Sorry for being a novice, but I could use some help.
 
There's nothing wrong with asking questions to improve your understanding.
The terms are somewhat intuitive - the "spring" is literally that - a coil wound steel spring; shox are Shock absorbers - these control the compression & rebound damping of the natural motion of a spring to want to oscillate (without damping, think of how your car would just bounce up & down repeatedly every time it went over a bump). A shock is normally a tube with a piston inside - think of a bicycle pump, very similar in design.
Actually, all applicable suspensions for the NSX are "coilover"; what is really meant by that is that the spiring is a coil type mounted over (or concentrically) the shock. However in common speak, a coilover is usually a combined matched kit of spring & shock & typically is multi-way adjustable. Coil-overs also are typically height adjustable with that ability via a threaded tube design that allows the length to be different, without changing the spring pre-load compression on the perch.

You summized your choices quite well - replace either shocks or springs or both. If you want a fixed height change, then you can either select a Bilstein shock with either stock or "lowering" springs (Eibach, H & R, Tein etc). The Bilstein has two "perch" (spring mounting pedestal) heights which allow a drop even with the stock springs; the other springs are all already shorter & can be used with the OEM shock or the "std" shock perch height on the Bilstein to achieve a lowered effect. Bilsteins are like OEM shocks in that they have no damping adjustments - you get what has been designed by the manufacturer. Alternatively you can have a more tunable shock like a Koni which has adjustable damping - the height is similar to stock but again you can lower with one of the spring choices mentioned earlier.
Full coilovers give you an incredible range of tuning for performance a well as relatively infinite (within the scope of normalcy) height adjustment, compared to the fixed one-only height of the other options. But it is for the performance aspect that they are really valued - however honestly most just install because of the "cool" cosmetic factor & to get a custom height setting.
 
^ He's right, great explanation there.


As for stiffer but not too stiff, the basic idea is to get springs to the stiffness you want and then match the dampers/shocks to them. Coilover sets are already matched (sometimes with varying options). Discounting coilovers, the stiffness progression for springs goes something like this:
OEM (L) -> Eibach (P)-> Dali (P) -> New type S (P) -> Zanardi (L)-> Type R (P)
L is Linear, P is progressive. Progressives feel softer initially, then firm with compression.

For dampers:
OEM (F) -> Bilstein (F) -> Koni (A) -> Zanardi (F) -> R (F)
F is fixed damping rate, A is adjustable. Bilsteins have to heights/perches to chose from and all others listed have 1.

The idea is to match the dampers to the stiffness of the springs you chose.

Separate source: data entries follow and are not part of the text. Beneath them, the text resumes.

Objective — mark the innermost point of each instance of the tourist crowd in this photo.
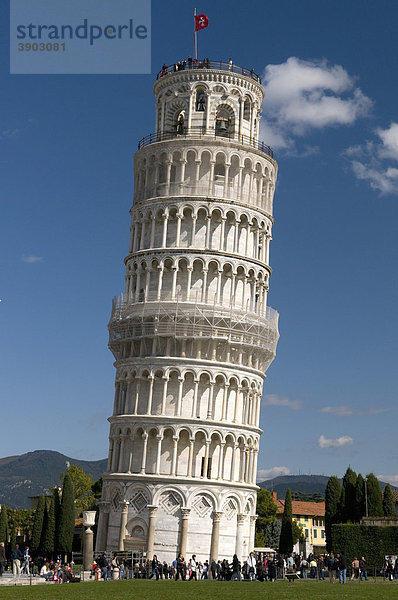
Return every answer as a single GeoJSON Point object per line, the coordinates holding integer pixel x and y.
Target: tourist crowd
{"type": "Point", "coordinates": [257, 566]}
{"type": "Point", "coordinates": [261, 567]}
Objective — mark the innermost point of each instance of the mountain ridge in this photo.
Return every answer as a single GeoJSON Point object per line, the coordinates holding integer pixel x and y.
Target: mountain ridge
{"type": "Point", "coordinates": [34, 473]}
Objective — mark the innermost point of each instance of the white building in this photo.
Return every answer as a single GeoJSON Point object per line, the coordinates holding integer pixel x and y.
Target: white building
{"type": "Point", "coordinates": [192, 335]}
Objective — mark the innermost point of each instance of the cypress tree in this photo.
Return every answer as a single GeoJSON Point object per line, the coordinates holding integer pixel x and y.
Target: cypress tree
{"type": "Point", "coordinates": [38, 524]}
{"type": "Point", "coordinates": [3, 524]}
{"type": "Point", "coordinates": [57, 507]}
{"type": "Point", "coordinates": [66, 516]}
{"type": "Point", "coordinates": [332, 504]}
{"type": "Point", "coordinates": [388, 502]}
{"type": "Point", "coordinates": [374, 496]}
{"type": "Point", "coordinates": [286, 538]}
{"type": "Point", "coordinates": [47, 544]}
{"type": "Point", "coordinates": [360, 498]}
{"type": "Point", "coordinates": [13, 538]}
{"type": "Point", "coordinates": [348, 510]}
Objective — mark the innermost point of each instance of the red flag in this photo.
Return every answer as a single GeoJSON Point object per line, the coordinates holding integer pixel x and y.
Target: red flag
{"type": "Point", "coordinates": [201, 21]}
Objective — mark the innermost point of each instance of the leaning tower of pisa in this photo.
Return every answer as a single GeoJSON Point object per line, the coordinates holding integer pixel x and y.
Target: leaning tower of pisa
{"type": "Point", "coordinates": [192, 335]}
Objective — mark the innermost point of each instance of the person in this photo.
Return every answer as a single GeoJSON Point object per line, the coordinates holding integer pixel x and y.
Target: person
{"type": "Point", "coordinates": [389, 568]}
{"type": "Point", "coordinates": [342, 568]}
{"type": "Point", "coordinates": [205, 571]}
{"type": "Point", "coordinates": [320, 567]}
{"type": "Point", "coordinates": [251, 563]}
{"type": "Point", "coordinates": [16, 558]}
{"type": "Point", "coordinates": [313, 566]}
{"type": "Point", "coordinates": [363, 572]}
{"type": "Point", "coordinates": [272, 566]}
{"type": "Point", "coordinates": [193, 565]}
{"type": "Point", "coordinates": [103, 565]}
{"type": "Point", "coordinates": [290, 563]}
{"type": "Point", "coordinates": [180, 567]}
{"type": "Point", "coordinates": [26, 561]}
{"type": "Point", "coordinates": [3, 560]}
{"type": "Point", "coordinates": [236, 569]}
{"type": "Point", "coordinates": [213, 569]}
{"type": "Point", "coordinates": [303, 568]}
{"type": "Point", "coordinates": [355, 569]}
{"type": "Point", "coordinates": [331, 565]}
{"type": "Point", "coordinates": [155, 567]}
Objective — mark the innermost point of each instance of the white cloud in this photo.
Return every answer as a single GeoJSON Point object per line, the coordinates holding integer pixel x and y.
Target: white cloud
{"type": "Point", "coordinates": [348, 411]}
{"type": "Point", "coordinates": [393, 479]}
{"type": "Point", "coordinates": [275, 400]}
{"type": "Point", "coordinates": [32, 259]}
{"type": "Point", "coordinates": [368, 161]}
{"type": "Point", "coordinates": [345, 440]}
{"type": "Point", "coordinates": [263, 474]}
{"type": "Point", "coordinates": [303, 95]}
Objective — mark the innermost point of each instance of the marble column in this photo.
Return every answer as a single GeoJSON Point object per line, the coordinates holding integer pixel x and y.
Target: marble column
{"type": "Point", "coordinates": [253, 520]}
{"type": "Point", "coordinates": [215, 536]}
{"type": "Point", "coordinates": [184, 530]}
{"type": "Point", "coordinates": [151, 530]}
{"type": "Point", "coordinates": [239, 535]}
{"type": "Point", "coordinates": [103, 523]}
{"type": "Point", "coordinates": [123, 523]}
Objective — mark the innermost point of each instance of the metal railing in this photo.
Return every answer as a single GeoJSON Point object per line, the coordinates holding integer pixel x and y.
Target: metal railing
{"type": "Point", "coordinates": [206, 65]}
{"type": "Point", "coordinates": [200, 132]}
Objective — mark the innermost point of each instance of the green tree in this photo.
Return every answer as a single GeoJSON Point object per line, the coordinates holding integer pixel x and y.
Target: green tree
{"type": "Point", "coordinates": [38, 524]}
{"type": "Point", "coordinates": [57, 508]}
{"type": "Point", "coordinates": [3, 524]}
{"type": "Point", "coordinates": [388, 502]}
{"type": "Point", "coordinates": [286, 539]}
{"type": "Point", "coordinates": [266, 510]}
{"type": "Point", "coordinates": [348, 509]}
{"type": "Point", "coordinates": [82, 486]}
{"type": "Point", "coordinates": [272, 533]}
{"type": "Point", "coordinates": [48, 536]}
{"type": "Point", "coordinates": [298, 532]}
{"type": "Point", "coordinates": [374, 496]}
{"type": "Point", "coordinates": [66, 515]}
{"type": "Point", "coordinates": [332, 504]}
{"type": "Point", "coordinates": [360, 498]}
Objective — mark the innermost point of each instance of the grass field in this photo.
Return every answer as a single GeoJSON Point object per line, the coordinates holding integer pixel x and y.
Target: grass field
{"type": "Point", "coordinates": [204, 590]}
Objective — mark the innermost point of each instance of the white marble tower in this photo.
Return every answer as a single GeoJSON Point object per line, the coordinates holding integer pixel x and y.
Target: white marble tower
{"type": "Point", "coordinates": [192, 335]}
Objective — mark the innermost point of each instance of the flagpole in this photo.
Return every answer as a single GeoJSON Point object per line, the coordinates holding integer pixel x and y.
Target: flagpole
{"type": "Point", "coordinates": [196, 35]}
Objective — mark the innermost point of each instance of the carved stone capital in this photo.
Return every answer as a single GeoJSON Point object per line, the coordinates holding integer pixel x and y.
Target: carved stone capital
{"type": "Point", "coordinates": [152, 511]}
{"type": "Point", "coordinates": [185, 512]}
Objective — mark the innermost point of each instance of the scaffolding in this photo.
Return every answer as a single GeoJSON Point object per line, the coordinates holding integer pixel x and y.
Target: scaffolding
{"type": "Point", "coordinates": [193, 320]}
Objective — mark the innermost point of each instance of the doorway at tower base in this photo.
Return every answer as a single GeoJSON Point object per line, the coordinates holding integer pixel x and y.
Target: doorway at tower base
{"type": "Point", "coordinates": [172, 523]}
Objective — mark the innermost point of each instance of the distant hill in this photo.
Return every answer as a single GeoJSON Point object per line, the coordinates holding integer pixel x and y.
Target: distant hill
{"type": "Point", "coordinates": [36, 472]}
{"type": "Point", "coordinates": [306, 484]}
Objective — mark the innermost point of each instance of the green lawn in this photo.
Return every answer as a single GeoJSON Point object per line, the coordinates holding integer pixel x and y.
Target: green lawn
{"type": "Point", "coordinates": [204, 590]}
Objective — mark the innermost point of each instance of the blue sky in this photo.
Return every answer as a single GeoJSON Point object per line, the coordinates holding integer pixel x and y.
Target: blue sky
{"type": "Point", "coordinates": [66, 148]}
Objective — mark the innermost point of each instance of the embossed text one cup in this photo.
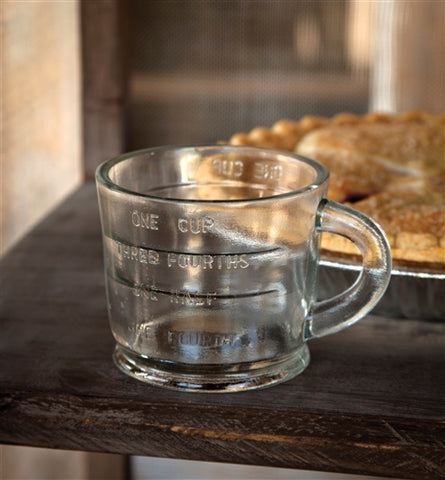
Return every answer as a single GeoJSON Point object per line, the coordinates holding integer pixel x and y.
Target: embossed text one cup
{"type": "Point", "coordinates": [211, 257]}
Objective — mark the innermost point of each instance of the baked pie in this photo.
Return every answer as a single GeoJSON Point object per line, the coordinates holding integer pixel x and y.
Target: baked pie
{"type": "Point", "coordinates": [390, 167]}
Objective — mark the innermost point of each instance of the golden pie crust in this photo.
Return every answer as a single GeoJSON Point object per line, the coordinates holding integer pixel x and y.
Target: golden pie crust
{"type": "Point", "coordinates": [388, 166]}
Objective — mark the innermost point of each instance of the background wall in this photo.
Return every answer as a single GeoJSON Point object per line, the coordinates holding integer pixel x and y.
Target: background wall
{"type": "Point", "coordinates": [40, 109]}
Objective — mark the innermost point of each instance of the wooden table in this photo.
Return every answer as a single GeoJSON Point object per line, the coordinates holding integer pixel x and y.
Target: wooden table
{"type": "Point", "coordinates": [371, 402]}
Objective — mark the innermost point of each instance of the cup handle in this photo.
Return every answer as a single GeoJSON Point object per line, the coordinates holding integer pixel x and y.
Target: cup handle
{"type": "Point", "coordinates": [341, 311]}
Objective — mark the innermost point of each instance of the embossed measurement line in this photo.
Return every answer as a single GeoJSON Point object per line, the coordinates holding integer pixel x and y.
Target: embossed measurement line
{"type": "Point", "coordinates": [178, 252]}
{"type": "Point", "coordinates": [204, 295]}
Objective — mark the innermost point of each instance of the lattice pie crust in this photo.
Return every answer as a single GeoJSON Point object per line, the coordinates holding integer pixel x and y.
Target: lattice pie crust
{"type": "Point", "coordinates": [391, 167]}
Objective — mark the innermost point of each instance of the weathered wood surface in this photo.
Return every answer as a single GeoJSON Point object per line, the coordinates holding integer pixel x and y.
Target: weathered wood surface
{"type": "Point", "coordinates": [371, 402]}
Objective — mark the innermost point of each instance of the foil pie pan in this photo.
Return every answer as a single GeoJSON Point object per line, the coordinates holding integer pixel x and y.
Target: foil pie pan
{"type": "Point", "coordinates": [413, 292]}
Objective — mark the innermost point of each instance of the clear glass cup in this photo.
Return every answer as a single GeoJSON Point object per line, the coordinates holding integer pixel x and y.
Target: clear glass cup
{"type": "Point", "coordinates": [211, 257]}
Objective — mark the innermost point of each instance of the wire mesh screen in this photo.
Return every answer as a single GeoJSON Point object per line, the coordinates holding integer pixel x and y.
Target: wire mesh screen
{"type": "Point", "coordinates": [199, 71]}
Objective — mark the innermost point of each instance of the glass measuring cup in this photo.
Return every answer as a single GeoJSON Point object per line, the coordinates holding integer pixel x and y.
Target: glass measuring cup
{"type": "Point", "coordinates": [211, 257]}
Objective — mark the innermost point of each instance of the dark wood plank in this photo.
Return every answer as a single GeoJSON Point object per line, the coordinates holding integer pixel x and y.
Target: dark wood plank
{"type": "Point", "coordinates": [371, 402]}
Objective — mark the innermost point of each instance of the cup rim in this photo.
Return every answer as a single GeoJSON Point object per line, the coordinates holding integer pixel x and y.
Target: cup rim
{"type": "Point", "coordinates": [102, 172]}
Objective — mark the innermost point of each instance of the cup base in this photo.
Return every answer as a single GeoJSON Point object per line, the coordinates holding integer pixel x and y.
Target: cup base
{"type": "Point", "coordinates": [212, 378]}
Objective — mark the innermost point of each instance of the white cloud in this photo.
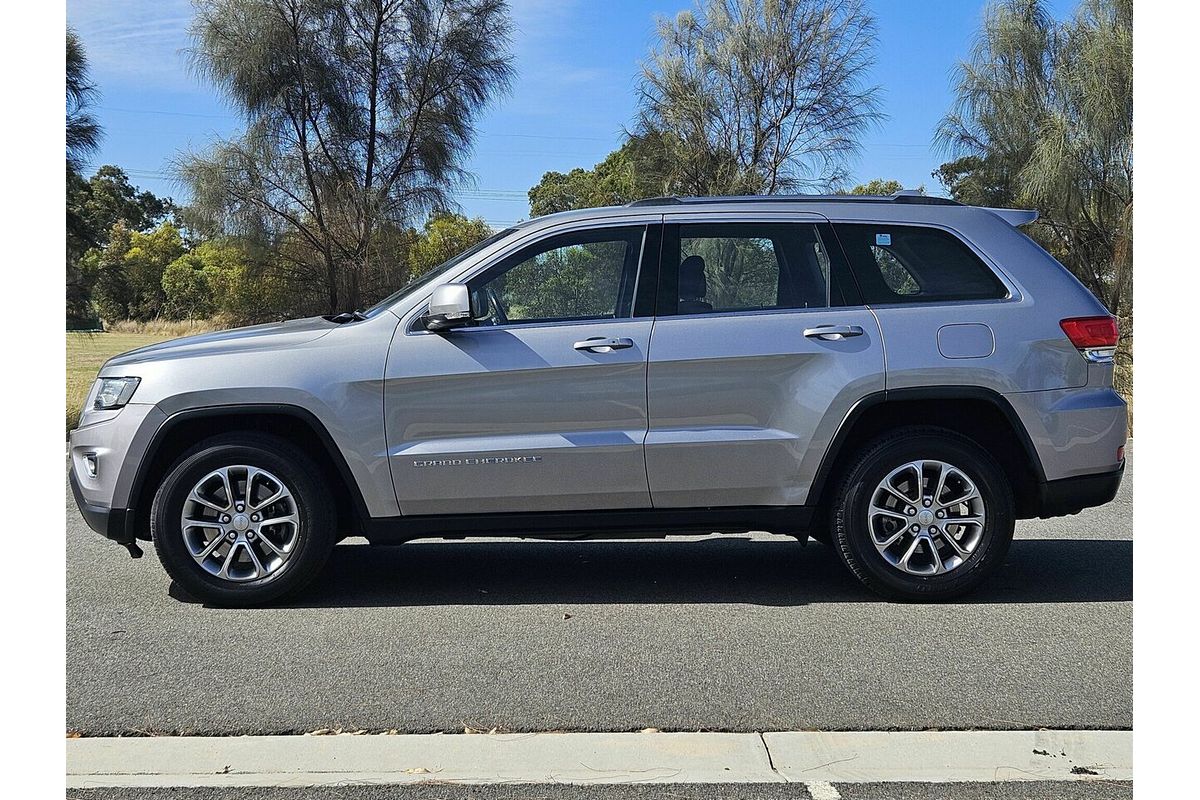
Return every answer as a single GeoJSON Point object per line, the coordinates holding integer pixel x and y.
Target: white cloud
{"type": "Point", "coordinates": [135, 41]}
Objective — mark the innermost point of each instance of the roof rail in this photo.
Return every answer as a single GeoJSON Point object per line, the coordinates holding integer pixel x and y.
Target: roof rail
{"type": "Point", "coordinates": [909, 197]}
{"type": "Point", "coordinates": [654, 200]}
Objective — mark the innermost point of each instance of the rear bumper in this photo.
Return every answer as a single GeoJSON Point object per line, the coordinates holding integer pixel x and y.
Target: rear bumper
{"type": "Point", "coordinates": [112, 523]}
{"type": "Point", "coordinates": [1071, 495]}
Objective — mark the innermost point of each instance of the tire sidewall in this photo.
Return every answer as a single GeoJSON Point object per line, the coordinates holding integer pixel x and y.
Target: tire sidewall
{"type": "Point", "coordinates": [315, 535]}
{"type": "Point", "coordinates": [853, 534]}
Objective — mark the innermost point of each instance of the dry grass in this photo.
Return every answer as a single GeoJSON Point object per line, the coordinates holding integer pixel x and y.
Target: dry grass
{"type": "Point", "coordinates": [167, 329]}
{"type": "Point", "coordinates": [87, 353]}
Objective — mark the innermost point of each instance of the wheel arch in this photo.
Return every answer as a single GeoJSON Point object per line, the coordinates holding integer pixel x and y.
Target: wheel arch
{"type": "Point", "coordinates": [981, 414]}
{"type": "Point", "coordinates": [293, 423]}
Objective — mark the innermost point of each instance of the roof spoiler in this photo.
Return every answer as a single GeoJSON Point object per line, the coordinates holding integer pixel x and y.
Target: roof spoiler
{"type": "Point", "coordinates": [1015, 217]}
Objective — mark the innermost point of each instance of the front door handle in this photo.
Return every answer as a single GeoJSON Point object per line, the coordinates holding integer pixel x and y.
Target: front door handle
{"type": "Point", "coordinates": [601, 344]}
{"type": "Point", "coordinates": [833, 332]}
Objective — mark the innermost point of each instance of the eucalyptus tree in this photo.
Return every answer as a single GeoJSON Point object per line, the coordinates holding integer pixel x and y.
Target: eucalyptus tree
{"type": "Point", "coordinates": [83, 131]}
{"type": "Point", "coordinates": [83, 137]}
{"type": "Point", "coordinates": [759, 96]}
{"type": "Point", "coordinates": [1044, 118]}
{"type": "Point", "coordinates": [359, 115]}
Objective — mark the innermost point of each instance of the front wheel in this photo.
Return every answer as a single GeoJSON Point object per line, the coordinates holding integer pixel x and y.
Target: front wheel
{"type": "Point", "coordinates": [923, 513]}
{"type": "Point", "coordinates": [241, 519]}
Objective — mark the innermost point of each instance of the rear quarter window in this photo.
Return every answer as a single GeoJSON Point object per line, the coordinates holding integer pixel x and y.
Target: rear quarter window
{"type": "Point", "coordinates": [897, 264]}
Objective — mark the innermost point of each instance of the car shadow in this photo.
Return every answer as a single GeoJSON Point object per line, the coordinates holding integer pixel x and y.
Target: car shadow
{"type": "Point", "coordinates": [719, 570]}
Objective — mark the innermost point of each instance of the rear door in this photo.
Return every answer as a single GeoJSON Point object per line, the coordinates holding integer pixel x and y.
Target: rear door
{"type": "Point", "coordinates": [541, 404]}
{"type": "Point", "coordinates": [760, 349]}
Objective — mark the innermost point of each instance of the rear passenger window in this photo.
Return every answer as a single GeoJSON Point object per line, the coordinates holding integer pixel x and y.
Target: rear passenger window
{"type": "Point", "coordinates": [913, 264]}
{"type": "Point", "coordinates": [715, 268]}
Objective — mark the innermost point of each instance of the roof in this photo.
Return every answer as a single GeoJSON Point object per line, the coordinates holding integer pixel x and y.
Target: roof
{"type": "Point", "coordinates": [903, 197]}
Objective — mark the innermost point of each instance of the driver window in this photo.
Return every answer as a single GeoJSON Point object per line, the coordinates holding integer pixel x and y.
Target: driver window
{"type": "Point", "coordinates": [587, 275]}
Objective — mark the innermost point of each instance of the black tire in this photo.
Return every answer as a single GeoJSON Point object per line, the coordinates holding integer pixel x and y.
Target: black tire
{"type": "Point", "coordinates": [853, 539]}
{"type": "Point", "coordinates": [316, 533]}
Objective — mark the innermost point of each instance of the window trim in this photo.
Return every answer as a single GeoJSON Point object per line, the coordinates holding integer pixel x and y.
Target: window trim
{"type": "Point", "coordinates": [669, 277]}
{"type": "Point", "coordinates": [1013, 292]}
{"type": "Point", "coordinates": [645, 282]}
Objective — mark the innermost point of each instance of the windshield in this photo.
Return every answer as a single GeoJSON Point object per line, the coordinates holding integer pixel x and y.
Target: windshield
{"type": "Point", "coordinates": [444, 266]}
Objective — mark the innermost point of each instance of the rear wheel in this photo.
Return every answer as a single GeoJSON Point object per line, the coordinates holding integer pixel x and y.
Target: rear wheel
{"type": "Point", "coordinates": [923, 513]}
{"type": "Point", "coordinates": [239, 519]}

The combos most often seen are:

OEM - with OEM or Bilstein (just like OEM)
Eibach - Bilstein or OEM (just a little firmer)
Dali -> Bilstein (firm street)
New type S -> Bundled type S damper (street/track)
Zanardi -> Bundled type Z damper or Koni (mildly trackish)
Type R (P) - Bundled R damper (very trackish)

This is very simplistic, and I did not include height adjustment or coilvers at all. In the non-coilover world, you can get height lowering with springs (varied) or with Bilsteins (b/c of the 2 perches). Keep in mind, this is very general, probably not entirely accurate, and did not take into account height drop (b/c I did not really care about it). If you change ride height, get the car re-aligned.

FWIW, I have Zanardi/Koni and am very pleased. IMO, this is about as stiff as you want on the street.
 
Very good stuff, thank you for the education. I had been planning on an Eibach/Bilstein combo. I don't care about the bling factor or adjustability of coilovers, so buying the spring/shock combo is my plan.

I certainly appreciate the help, if anyone else would like to chime on what they have done, please do. I would like to see what others are doing and what kind of ride quality they are getting.

Keep the info coming.
 
I have ran Koni's on 4 different cars now with great results on each.
Vette, Mustang, BMW, NSX. (Sway bars, Koni's, Springs)
2 of which had Eibach springs (NSX & BMW). The Eibach / Koni combo works for me! Highly recommended. :biggrin:
 
Although the explanation of White94 is quite right I have to give you a little warning about Bilsteins and Eibachs (I now have both on lower perch on my track rat): This combination is of course streetable but noticeable stiffer than the stock suspension especialy when you drive over bumps. Even the Bilsteins with stock springs (the combo I had previously) may be enough for your needs.

When you want to reduce body roll in corners you should think about anti-sway-bars which are available in different stiffness and are mostly adjustable. These don't make the ride much stiffer as long as both wheel pairs (right/left) go over a bump at the same time.

Some may not believe but I'm very satisfied with the combo Bilstein/Eibach/track sway bars for my (greatly weight reduced, that plays also a big role in a suspension setup) track only car. It works with race slicks on dry as well as with rain race tires or street tires on wet - without having to adjust anything. The downside is that I have a bit too much brake diving with slicks but that won't be a issue for you.